The economics are stark. A 2025 Fenergo study found that 70% of financial institutions lost clients in the past year due to slow, inefficient onboarding. That’s up from 48% in 2023. Average abandonment rates sit around 10%. Revenue walks away because the compliance process feels like friction rather than protection.
Meanwhile, 93% of financial institutions plan to implement agentic AI within two years. 26% expect more than four million dollars in annual compliance operations savings from these deployments.
What Still Hasn’t Changed
For all the progress in tooling and architecture, many institutions still face the same problem: translating complex regulatory texts into consistent, auditable action. Without codification, compliance runs on manual interpretation, procedural checklists, and disconnected systems. That creates operational delays, inconsistencies, and audit risk embedded deep in client lifecycle processes.
Policy documents stay fragmented. Interpretation varies by team, by region, sometimes by individual officers. The knowledge lives in the heads of subject matter experts rather than in systems that can execute and explain their own decisions.
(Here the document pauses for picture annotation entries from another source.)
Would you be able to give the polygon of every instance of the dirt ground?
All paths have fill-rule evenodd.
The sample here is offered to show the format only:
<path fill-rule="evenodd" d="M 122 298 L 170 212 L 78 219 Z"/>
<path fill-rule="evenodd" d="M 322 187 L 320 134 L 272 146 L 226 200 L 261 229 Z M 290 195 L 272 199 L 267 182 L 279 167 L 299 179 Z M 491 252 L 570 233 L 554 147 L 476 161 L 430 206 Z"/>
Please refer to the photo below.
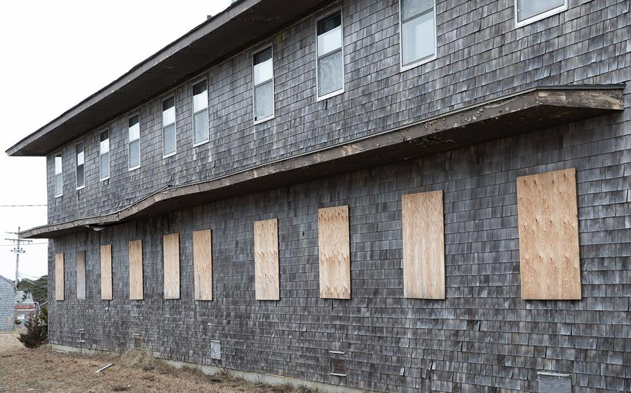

When those experts leave, or regulatory texts change, the institution scrambles to recreate the logic from scratch.
A NorthRow KYC survey found that:
- One in five onboarding checks takes more than 24 hours
- 40% of firms rely on Word and Excel for regulatory compliance
- Some organisations spend up to 25% of revenue on compliance
These numbers reflect organisations still operating in the pre-engineered era.
The Next Decade
The next phase will be defined by intelligence-led client lifecycle management, not digitising forms and workflows. This approach moves beyond process digitisation. It establishes compliance as a distinct engineering discipline within the financial institution.
Build systems where policy is an active, managed asset rather than a passive document. Replace operational uncertainty with systematic control. The institution that can interpret, implement, and justify its rules most quickly, consistently, and transparently will manage risk more effectively.
In an industry governed by rules, that advantage compounds. The technology exists. The business case is clear.
The gap is cultural and architectural. Institutions must decide whether compliance is something they document or engineer. Whether policy lives in PDFs or executes as code. Whether regulatory change triggers a project or a configuration update. The decade ahead belongs to firms that choose the latter.